At Trinity College in Dublin, where he felt “like a carrier pigeon in a nest of sparrows,” Wilde majored in classical languages and literature for three years, then won a scholarship to Magdalen College at Oxford. There he affected whimsical costumes, was nicknamed Hosky, studied aesthetics and art with John Ruskin and Walter Pater, earned a rare double First in Latin and Greek—Aeschylus was his favorite playwright—and was awarded the prestigious Newdigate Prize for his long, lachrymose elegy “Ravenna,” its rather trite rhyming couplets describing the vanishing glories of the Italian city.

Soon Wilde was living on fashionable Tite Street in the Chelsea area of London and was a swank man about town, friendly, he said, with that finest of the English painters, James McNeill Whistler, as well as the international beauty Mrs. Lillie Langtry, with whom he was fruitlessly in love, and even the Prince of Wales, who’d said of Oscar to “not know Mr. Wilde is not to be known.” The London actress Ellen Terry said of Wilde that “about him there is something more instantaneously individual and audacious than it is possible to describe.” Just so.

Owing to his increasing celebrity, the British magazine Punch twitted him in a number of cartoons and criticized his art with the note “The poet is Wilde. But his poetry’s tame.” Wilde and the vogue of aestheticism were lampooned in such theatrical entertainments as The Grasshopper, The Colonel, and Where’s the Cat? And then W. S. Gilbert and Arthur Sullivan created the opera Patience, in which the fatuous characters of Reginald Bunthorne and Archibald Grosvenor were both modeled on Wilde. A great financial success in London and New York for its producer, Richard D’Oyly Carte, Patience was what conveyed Oscar Wilde on a speaking tour through the heartland of America, not his wretched and unproduced drama Vera nor his sixty-one shuffled-up and self-published Poems. Even his booking agent disparaged Wilde as simply “the latest form of fashionable madness.”
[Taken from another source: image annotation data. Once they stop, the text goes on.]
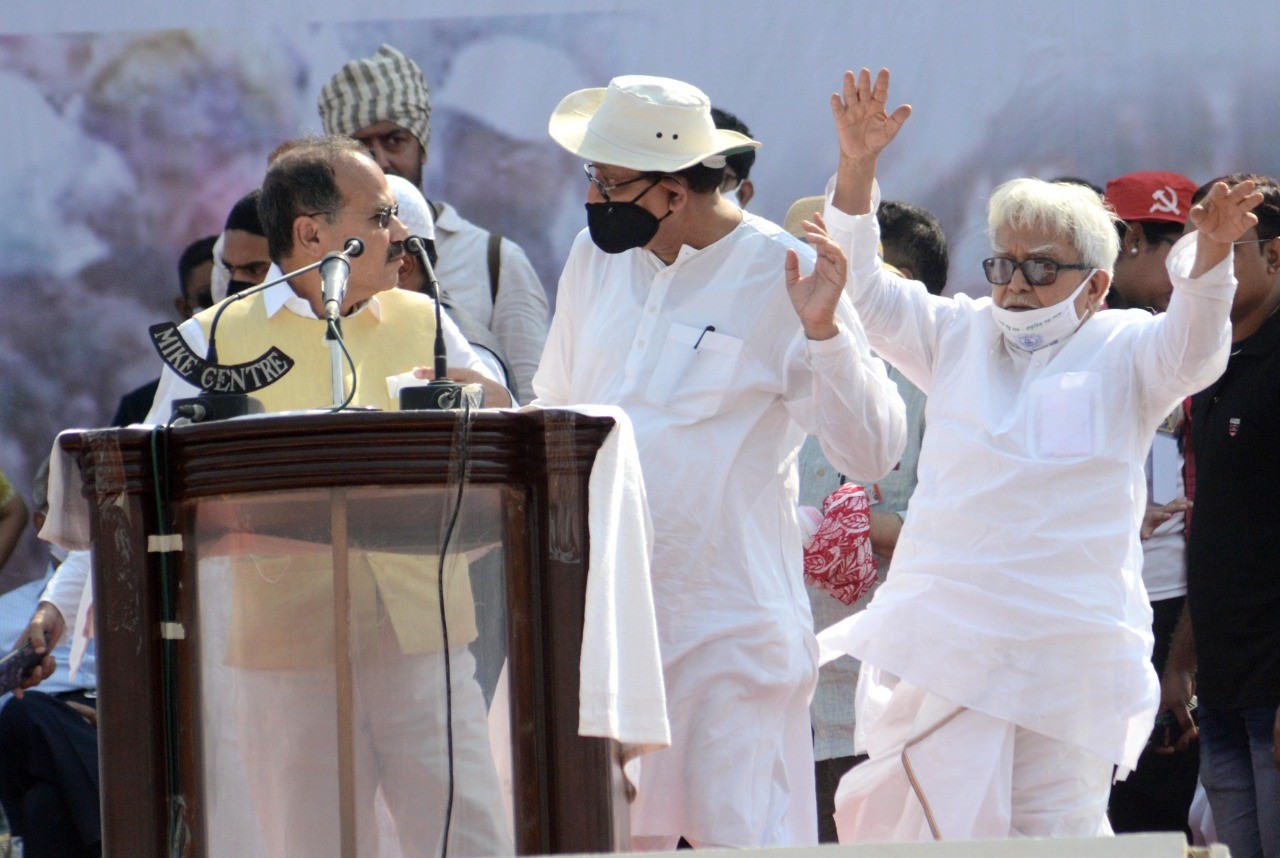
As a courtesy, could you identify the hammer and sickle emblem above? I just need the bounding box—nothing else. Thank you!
[1147,184,1181,214]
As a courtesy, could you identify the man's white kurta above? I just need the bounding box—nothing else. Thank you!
[534,214,905,846]
[823,181,1235,768]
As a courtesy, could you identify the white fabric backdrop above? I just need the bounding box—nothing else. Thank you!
[0,0,1280,589]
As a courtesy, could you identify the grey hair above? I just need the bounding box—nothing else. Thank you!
[987,179,1120,273]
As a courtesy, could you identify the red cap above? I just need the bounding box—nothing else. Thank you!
[1103,172,1196,224]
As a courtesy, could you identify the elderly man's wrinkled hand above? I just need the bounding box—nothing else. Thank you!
[786,214,849,339]
[831,68,911,160]
[1188,179,1262,245]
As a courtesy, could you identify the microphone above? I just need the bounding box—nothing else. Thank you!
[404,236,449,379]
[320,238,365,321]
[401,236,484,411]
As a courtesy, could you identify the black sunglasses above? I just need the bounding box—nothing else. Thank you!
[982,256,1093,286]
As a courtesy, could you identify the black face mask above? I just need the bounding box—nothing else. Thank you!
[586,179,671,254]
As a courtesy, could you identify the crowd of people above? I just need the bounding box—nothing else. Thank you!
[0,45,1280,857]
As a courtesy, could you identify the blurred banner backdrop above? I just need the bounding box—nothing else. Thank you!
[0,0,1280,589]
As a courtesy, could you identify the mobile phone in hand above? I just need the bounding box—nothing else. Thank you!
[1147,697,1197,748]
[0,640,47,694]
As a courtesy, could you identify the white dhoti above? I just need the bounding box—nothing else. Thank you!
[835,665,1114,843]
[236,632,513,858]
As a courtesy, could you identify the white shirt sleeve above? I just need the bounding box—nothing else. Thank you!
[40,551,93,633]
[1133,233,1235,411]
[489,238,549,398]
[532,238,582,409]
[787,298,906,480]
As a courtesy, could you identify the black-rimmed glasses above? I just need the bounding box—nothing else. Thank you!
[306,204,399,229]
[582,164,654,202]
[982,256,1093,286]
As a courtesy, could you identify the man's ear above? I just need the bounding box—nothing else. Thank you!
[1120,223,1147,256]
[658,175,689,211]
[293,215,325,259]
[1262,237,1280,275]
[396,254,417,292]
[1085,268,1111,310]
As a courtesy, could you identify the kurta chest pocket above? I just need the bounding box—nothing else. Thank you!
[1030,373,1103,460]
[646,323,742,417]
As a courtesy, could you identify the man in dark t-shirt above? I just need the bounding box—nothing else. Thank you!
[1162,174,1280,858]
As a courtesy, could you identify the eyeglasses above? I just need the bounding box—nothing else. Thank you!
[582,164,659,202]
[306,204,399,229]
[982,256,1093,286]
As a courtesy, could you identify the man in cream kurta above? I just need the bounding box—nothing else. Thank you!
[33,138,512,858]
[822,69,1258,841]
[534,76,905,848]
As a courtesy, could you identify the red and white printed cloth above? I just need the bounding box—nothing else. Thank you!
[804,483,876,604]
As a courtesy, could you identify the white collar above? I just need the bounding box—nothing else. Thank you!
[262,263,383,321]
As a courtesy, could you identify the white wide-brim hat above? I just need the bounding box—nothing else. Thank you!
[547,74,760,173]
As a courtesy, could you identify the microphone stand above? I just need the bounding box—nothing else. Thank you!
[401,236,484,411]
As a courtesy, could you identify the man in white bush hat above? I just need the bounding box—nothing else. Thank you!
[534,76,905,849]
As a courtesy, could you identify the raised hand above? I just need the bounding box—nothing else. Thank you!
[831,68,911,160]
[786,214,849,339]
[1188,181,1262,245]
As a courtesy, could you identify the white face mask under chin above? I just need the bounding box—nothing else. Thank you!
[991,275,1098,352]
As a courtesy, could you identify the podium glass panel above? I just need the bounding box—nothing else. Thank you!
[188,484,513,858]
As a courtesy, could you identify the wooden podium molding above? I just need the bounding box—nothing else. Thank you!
[61,411,630,858]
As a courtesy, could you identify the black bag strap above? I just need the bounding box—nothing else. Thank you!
[489,232,502,304]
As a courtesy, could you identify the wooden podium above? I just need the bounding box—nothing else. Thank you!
[61,411,628,858]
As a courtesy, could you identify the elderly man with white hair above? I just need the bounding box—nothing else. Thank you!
[809,69,1261,841]
[534,74,906,849]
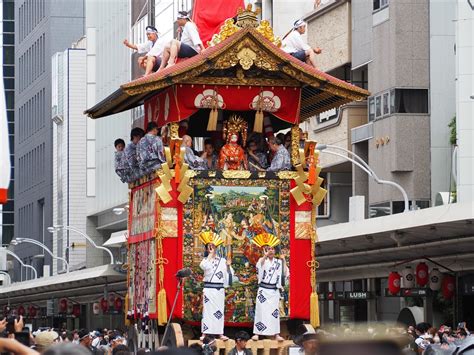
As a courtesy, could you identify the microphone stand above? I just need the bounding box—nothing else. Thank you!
[161,277,184,346]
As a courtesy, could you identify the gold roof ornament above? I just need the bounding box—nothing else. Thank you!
[207,4,281,47]
[199,231,224,248]
[252,233,280,248]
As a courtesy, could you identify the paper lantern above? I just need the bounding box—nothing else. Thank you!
[59,298,67,313]
[388,271,400,295]
[28,306,36,318]
[430,268,443,291]
[17,306,26,316]
[114,297,123,311]
[441,275,456,300]
[72,304,81,317]
[402,266,415,288]
[92,302,100,315]
[100,298,109,312]
[416,263,428,287]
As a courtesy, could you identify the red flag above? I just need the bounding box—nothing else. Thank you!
[193,0,245,47]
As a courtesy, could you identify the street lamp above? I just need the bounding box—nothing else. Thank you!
[316,144,410,212]
[48,225,114,265]
[3,249,38,279]
[11,238,69,273]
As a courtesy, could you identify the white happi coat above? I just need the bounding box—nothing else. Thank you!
[253,258,289,335]
[199,256,232,335]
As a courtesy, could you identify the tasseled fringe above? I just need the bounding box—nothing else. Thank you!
[253,110,263,133]
[309,292,320,328]
[207,108,218,131]
[158,288,171,325]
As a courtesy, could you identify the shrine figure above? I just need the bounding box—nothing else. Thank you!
[219,116,248,170]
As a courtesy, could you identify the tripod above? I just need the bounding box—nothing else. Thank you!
[161,276,184,346]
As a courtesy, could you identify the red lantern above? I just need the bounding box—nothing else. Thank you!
[441,275,456,300]
[388,271,401,295]
[17,306,25,316]
[72,304,81,317]
[416,263,429,287]
[28,306,36,318]
[59,298,67,313]
[100,298,109,312]
[114,297,123,311]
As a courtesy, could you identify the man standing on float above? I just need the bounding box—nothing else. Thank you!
[199,231,234,340]
[252,233,290,341]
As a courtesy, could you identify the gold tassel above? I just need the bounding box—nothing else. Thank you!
[158,288,171,325]
[207,108,218,131]
[123,292,130,325]
[253,110,263,133]
[309,292,320,328]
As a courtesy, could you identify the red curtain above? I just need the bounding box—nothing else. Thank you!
[145,84,301,127]
[193,0,245,47]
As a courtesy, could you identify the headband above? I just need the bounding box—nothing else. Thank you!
[178,12,190,20]
[293,20,306,30]
[146,26,158,33]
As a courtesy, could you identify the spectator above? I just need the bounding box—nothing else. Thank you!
[123,26,167,76]
[201,139,218,170]
[283,20,321,68]
[229,330,252,355]
[267,137,291,172]
[125,127,145,181]
[159,11,204,70]
[137,122,166,174]
[182,135,207,170]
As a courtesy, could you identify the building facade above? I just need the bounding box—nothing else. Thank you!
[0,0,15,249]
[14,0,84,280]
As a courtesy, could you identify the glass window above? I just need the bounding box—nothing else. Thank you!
[3,1,15,20]
[369,202,391,218]
[3,79,15,90]
[392,89,428,113]
[383,92,390,115]
[375,96,382,118]
[3,65,15,78]
[3,21,15,32]
[369,97,375,121]
[3,33,15,44]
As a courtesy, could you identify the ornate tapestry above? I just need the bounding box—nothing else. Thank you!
[182,179,290,325]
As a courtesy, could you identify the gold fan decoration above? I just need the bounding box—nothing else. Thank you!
[199,231,224,247]
[252,233,280,248]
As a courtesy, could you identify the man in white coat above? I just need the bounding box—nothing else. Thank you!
[252,233,290,341]
[199,231,233,340]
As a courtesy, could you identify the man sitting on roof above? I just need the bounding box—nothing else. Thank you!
[283,20,321,68]
[159,11,204,70]
[125,127,145,181]
[123,26,166,76]
[137,122,166,174]
[182,135,207,170]
[267,137,291,172]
Wilde and I talked about all these things, and lastly the plays, most of which he dismissed as insipid burlesques. But of Gilbert and Sullivan’s Patience Wilde would only say, “Oh, Bobby. Satire is the usual homage which mediocrity pays to genius.”

And then he turned to pull down the green window shade, shutting out the cloudless blue serene and the plowed Iowa farm fields we were trundling past, their even rows of earth and sillion shining glossily in the sun.

“You’re missing the view,” I said.

Wilde lit another cigarette. “I hate views,” he said. “They were only made for bad painters. And thus far the prairie has only reminded me of a sheet of blotting paper.”

There was a novel entitled Mirage in which Wilde starred as a character with the name of Claude Davenant—which Wilde enjoyed mispronouncing as “Deviant.” The authoress wrote of Claude speaking “in a low voice, with peculiarly distinct enunciation; he spoke like a man who has made a study of expression. He listened like one accustomed to speak.”

Oxford erased much of Wilde’s Irish accent, but encouraged his gift for epigram and taught him a rhythmic oratory full of inflection and rhetorical pauses, of heightening pitch falling off into monotone so that it could rise precipitously again. One reporter swore that Wilde spoke in hexameter lines, another that he accentuated every fourth syllable, and his affect was such that it was not uncommon for newspapers to record his diverting visits in verse. It was a tendency I would resist. Yet I did find myself ever leaning forward in his company, scribbling shorthand across the tablet on my knee, half-fearful my pencil would break and I would miss a stray jest or opinion. But after a while he fell into a silent and sullen mood, for he thought “only dull people are brilliant at breakfast,” and Omaha was his thirty-eighth stop on an American tour that would not end until October 13th. Wilde was conserving himself for the entertainments of the afternoon and evening.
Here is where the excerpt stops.